Add similarity service to publish extension and namespace workflow

[janbro]

Add Similarity Service to Prevent Namesquatting

#1396

This PR introduces a similarity-checking service designed to detect and block extensions whose names are too close to existing ones.

Summary

• Uses PostgreSQL’s Levenshtein distance (via fuzzystrmatch) to evaluate similarity across extension names, namespaces, and display names.
• Supports a configurable threshold and verified-publisher rules (skip checks for verified publishers and/or compare only against verified extensions).
• Surfaces conflicts during publishing as errors when submitted values are too similar to existing extensions.

Technical Changes

• Added SimilarityService which supports searches that uses Levensthein distance queries to find similar extensions and namespaces.
• Added SimilarityConfig and SimilarityCheckService which is the policy enforcement layer that applies all configuration-based gates (enabled/disabled, threshold, exclusions, etc.). This is the single entry point for publishing workflows.
• Enabled fuzzystrmatch through a database migration.
• Integrated similarity checks into the repository layer using Jooq queries.
• Feature is disabled by default and must be explicitly enabled via configuration.

Design Considerations

• What about existing extensions:
  Similarity checks can be enabled to only run on extensions with no pre-existing version.

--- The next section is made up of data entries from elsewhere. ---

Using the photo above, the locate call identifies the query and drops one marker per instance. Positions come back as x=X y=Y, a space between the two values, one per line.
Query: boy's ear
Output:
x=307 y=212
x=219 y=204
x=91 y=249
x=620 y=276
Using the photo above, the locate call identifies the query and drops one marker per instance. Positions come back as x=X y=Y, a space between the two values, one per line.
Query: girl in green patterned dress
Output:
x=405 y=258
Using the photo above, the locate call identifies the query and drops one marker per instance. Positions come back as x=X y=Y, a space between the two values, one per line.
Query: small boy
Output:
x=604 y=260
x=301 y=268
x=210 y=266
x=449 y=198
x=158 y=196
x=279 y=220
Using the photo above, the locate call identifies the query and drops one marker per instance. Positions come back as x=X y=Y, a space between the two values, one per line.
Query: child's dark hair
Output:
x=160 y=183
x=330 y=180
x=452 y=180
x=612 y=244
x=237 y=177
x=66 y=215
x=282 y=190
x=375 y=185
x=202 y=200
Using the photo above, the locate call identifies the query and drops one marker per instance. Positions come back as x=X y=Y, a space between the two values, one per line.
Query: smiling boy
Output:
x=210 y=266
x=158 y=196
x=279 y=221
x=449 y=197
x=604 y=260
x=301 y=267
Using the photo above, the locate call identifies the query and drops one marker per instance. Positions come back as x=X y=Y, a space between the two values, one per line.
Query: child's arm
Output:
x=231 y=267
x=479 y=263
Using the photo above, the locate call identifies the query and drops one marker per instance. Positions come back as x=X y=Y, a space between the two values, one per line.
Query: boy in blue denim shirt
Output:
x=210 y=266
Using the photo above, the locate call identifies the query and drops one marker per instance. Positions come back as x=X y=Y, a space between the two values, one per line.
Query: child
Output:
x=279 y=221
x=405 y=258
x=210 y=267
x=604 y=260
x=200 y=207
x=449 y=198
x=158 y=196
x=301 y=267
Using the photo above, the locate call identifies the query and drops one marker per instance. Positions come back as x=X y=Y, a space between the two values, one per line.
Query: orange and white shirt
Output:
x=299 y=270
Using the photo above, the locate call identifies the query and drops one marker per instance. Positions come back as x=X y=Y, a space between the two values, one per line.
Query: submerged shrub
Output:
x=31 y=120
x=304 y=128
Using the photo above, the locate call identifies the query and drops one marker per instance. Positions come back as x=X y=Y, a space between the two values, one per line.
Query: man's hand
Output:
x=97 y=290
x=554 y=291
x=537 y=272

This allows some flexibility for rollout to allow existing publishers to keep names/namespaces while a migration plan is coordinated.

• Same-publisher similarity exceptions:
  Extensions within namespaces that the publisher owns can be exempt through the configuration. Publishers often maintain multiple variants with intentionally similar names (e.g., language specific versions like redhat.vscode-extension-dmn-editor and redhat.vscode-extension-bpmn-editor) which are outside the threat model.

• Verified-publishers:
  Similarity checks for verified publishers can be toggled on or off. This reduces disruption for legitimate publishers during rollout. Once awareness increases, it can be tightened but would require coordination with verified publishers for migration of namespaces/names that are too similar.

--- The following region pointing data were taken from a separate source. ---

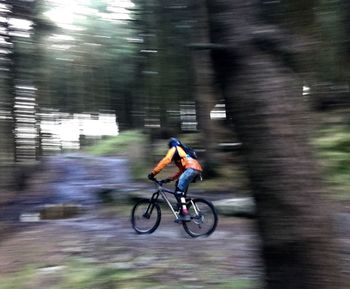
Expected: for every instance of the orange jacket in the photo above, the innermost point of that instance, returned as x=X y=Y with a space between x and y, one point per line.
x=185 y=162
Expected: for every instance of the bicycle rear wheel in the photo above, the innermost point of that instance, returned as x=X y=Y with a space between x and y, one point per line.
x=145 y=216
x=204 y=218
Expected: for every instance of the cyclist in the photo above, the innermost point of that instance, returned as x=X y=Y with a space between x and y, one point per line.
x=189 y=170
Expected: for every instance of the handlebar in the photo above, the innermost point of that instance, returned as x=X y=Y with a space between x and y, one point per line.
x=157 y=182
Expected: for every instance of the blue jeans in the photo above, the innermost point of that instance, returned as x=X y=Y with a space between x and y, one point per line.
x=186 y=178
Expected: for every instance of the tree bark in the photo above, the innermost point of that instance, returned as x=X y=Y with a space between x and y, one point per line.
x=264 y=95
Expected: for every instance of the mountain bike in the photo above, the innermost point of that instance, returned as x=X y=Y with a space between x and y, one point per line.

• Using verified-only comparison sets:
  Limiting the comparison pool to verified extensions reduces false positives by prioritizing established publishers and improves performance by shrinking the candidate set for Levenshtein evaluation.

Example configuration

ovsx:
  similarity:
    enabled: true                 # Enable/disable the feature
    levenshtein-threshold: 0.2    # Min 20% name difference allowed
    skip-verified-publishers: true  # Skip checks for verified publishers
    check-against-verified-only: true # Compare only against verified extensions
    exclude-owner-namespaces: true # Skip checks against extensions in namespaces owned by the same publisher
    new-extensions-only: false # Skip checks for extension with existing versions, applies similarity checks only to new extensions

[netomi]

I will merge this into the target branch, please keep the original branch alive in case we need to do changes.

When finally merging the change to master, we will do it from the original branch afaict.